Site operators who are watching the pattern closely are not waiting for enforcement to land on them. They are building consent infrastructure that would hold up under a DPA audit — not because the fine risk is existential, but because it is the right architecture. You can self-assess your compliance posture against the current enforcement standards before you need to.
The Cluster Context
This article sits in a series that starts with the structural question: how online identity became a privacy problem. The consent banner is not the end of that story, but it is the current practical battleground. The questions the Identity 2.0 movement was asking — who controls what gets disclosed, who profits from your identity, what recourse do you have — are all present in the consent layer. They are just answered, imperfectly, in legal text rather than protocol specifications.

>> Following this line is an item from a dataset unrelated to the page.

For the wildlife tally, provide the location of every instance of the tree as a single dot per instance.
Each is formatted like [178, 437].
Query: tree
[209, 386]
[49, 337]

The imperfection is not permanent. Privacy law is young. Enforcement is learning. The technical infrastructure for consent is still maturing. The direction is toward something that actually gives users meaningful control over the data flows that constitute their online identity — even if the current implementation falls well short of that goal.
FAQ
Does GDPR consent apply to analytics cookies, or only advertising?
GDPR consent requirements apply to any processing based on consent as the lawful basis. For analytics cookies that set a persistent identifier and send data to a third-party server (such as Google Analytics), consent is required. For strictly necessary functional cookies, consent is not required. The line is drawn by whether the cookie is technically necessary for the service the user has requested — not by whether the cookie benefits the user in some general sense.
Can a cookie wall (blocking access unless consent is given) be compliant?
The European Data Protection Board has issued guidance stating that cookie walls do not constitute freely given consent, because access to the service is conditional on accepting data processing. Several national DPAs have acted on this. The “consent or pay” alternative model is contested and varies by jurisdiction. As a general rule, requiring consent to access content is high-risk.
How long is GDPR consent valid?
GDPR does not specify an expiry period for consent. GDPR itself sets no maximum; many European DPAs and consent platforms use roughly 12 months as a common refresh point, after which re-consent should be obtained. Consent should also be renewed when the purposes of processing change in a material way.
What is the penalty for non-compliant consent?
Fines under GDPR Article 83(5) — which covers violations of the conditions for consent — can reach 4% of global annual turnover or €20 million, whichever is higher. In practice, fines against smaller operators have been proportionate to scale; the multi-hundred-million euro fines have been levied against large platforms. The more immediate risk for smaller sites is a formal warning or remediation order from a DPA, which requires fixing the implementation within a set timeframe.